Note e riferimenti bibliografici

[1] Art. 21 Cost. “Tutti hanno diritto di manifestare liberamente il proprio pensiero con la parola, lo scritto e ogni altro mezzo di diffusione. La stampa non può essere soggetta ad autorizzazioni o censure. Si può procedere a sequestro soltanto per atto motivato dell'autorità giudiziaria nel caso di delitti, per i quali la legge sulla stampa espressamente lo autorizzi, o nel caso di violazione delle norme che la legge stessa prescriva per l'indicazione dei responsabili. In tali casi, quando vi sia assoluta urgenza e non sia possibile il tempestivo intervento dell'autorità giudiziaria, il sequestro della stampa periodica può essere eseguito da ufficiali di polizia giudiziaria, che devono immediatamente, e non mai oltre ventiquattro ore, fare denunzia all'autorità giudiziaria. Se questa non lo convalida nelle ventiquattro ore successive, il sequestro s'intende revocato e privo d'ogni effetto. La legge può stabilire, con norme di carattere generale, che siano resi noti i mezzi di finanziamento della stampa periodica. Sono vietate le pubblicazioni a stampa, gli spettacoli e tutte le altre manifestazioni contrarie al buon costume. La legge stabilisce provvedimenti adeguati a prevenire e a reprimere le violazioni”.

[2] Art. 700 c.p.c. “Condizioni per la concessione”. “Fuori dei casi regolati nelle precedenti sezioni di questo capo, chi ha fondato motivo di temere che durante il tempo occorrente per far valere il suo diritto in via ordinaria, questo sia minacciato da un pregiudizio imminente e irreparabile, può chiedere con ricorso al giudice i provvedimenti d'urgenza, che appaiono, secondo le circostanze, più idonei ad assicurare provvisoriamente gli effetti della decisione sul merito.”.

[3] R.D. 28 ottobre 1940, n. 1443, pubblicato nella Gazzetta Ufficiale del 28 ottobre 1940 n. 253.

[4] Approvata dall’Assemblea Costituente il 22 dicembre 1947, promulgata dal Capo provvisorio dello Stato il 27 dicembre 1947 ed entrata in vigore l’1 gennaio 1948.

[5] In tal senso A. Proto Pisani, “Lezioni di diritto processuale civile”, Jovene, 2014.

[6] Tribunale di Bologna, 4 febbraio 2009.

[7] Tribunale di Civitavecchia, 6 maggio 2017.

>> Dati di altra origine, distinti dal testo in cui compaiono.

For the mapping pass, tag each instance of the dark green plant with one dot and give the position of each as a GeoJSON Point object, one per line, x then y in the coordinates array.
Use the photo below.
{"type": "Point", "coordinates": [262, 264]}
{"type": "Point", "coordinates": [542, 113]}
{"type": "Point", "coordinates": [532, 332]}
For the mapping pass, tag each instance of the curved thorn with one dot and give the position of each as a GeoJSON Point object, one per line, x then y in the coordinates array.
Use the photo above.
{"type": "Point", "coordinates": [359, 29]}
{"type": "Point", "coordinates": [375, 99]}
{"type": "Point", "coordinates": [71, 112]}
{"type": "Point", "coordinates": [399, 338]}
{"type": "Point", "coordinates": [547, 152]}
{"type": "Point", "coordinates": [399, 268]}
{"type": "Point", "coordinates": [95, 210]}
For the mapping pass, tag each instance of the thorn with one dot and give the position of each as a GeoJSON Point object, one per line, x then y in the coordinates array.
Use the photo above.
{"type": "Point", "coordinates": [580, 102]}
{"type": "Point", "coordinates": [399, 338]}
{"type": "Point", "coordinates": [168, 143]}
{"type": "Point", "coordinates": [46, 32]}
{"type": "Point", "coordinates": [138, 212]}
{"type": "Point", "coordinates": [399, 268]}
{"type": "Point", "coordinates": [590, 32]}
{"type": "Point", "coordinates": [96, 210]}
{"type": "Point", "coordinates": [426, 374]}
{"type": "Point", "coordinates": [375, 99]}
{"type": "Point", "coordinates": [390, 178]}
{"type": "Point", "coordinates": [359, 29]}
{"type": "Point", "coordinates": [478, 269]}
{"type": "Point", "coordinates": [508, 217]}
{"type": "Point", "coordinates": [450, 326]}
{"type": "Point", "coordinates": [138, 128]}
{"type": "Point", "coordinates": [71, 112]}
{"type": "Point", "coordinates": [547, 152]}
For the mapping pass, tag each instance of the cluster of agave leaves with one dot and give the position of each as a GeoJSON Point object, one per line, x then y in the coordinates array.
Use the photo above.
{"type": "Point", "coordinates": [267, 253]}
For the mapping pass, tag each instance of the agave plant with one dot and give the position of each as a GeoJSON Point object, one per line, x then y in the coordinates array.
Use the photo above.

[8] CGUE 25 gennaio 2018, C-498/16.

[9] D.lgs. 6 settembre 2005, n. 206.

[10] Art. 614 bis c.p.c. “Misure di coercizione indiretta”. “Con il provvedimento di condanna all'adempimento di obblighi diversi dal pagamento di somme di denaro il giudice, salvo che ciò sia manifestamente iniquo, fissa, su richiesta di parte, la somma di denaro dovuta dall’obbligato per ogni violazione o inosservanza successiva, ovvero per ogni ritardo nell’esecuzione del provvedimento. Il provvedimento di condanna costituisce titolo esecutivo per il pagamento delle somme dovute per ogni violazione o inosservanza. Le disposizioni di cui al presente comma non si applicano alle controversie di lavoro subordinato pubblico e privato e ai rapporti di collaborazione coordinata e continuativa di cui all’articolo 409.

Il giudice determina l’ammontare della somma di cui al primo comma tenuto conto del valore della controversia, della natura della prestazione, del danno quantificato o prevedibile e di ogni altra circostanza utile.”

[11] F. De Angelis, “Obblighi infungibili e misure coercitive: questioni interpretative e soluzioni giurisprudenziali”, in Rivista Esecuzione Forzata, 2015, p.157.

[12] Tribunale di Trento, 8 febbraio 2011.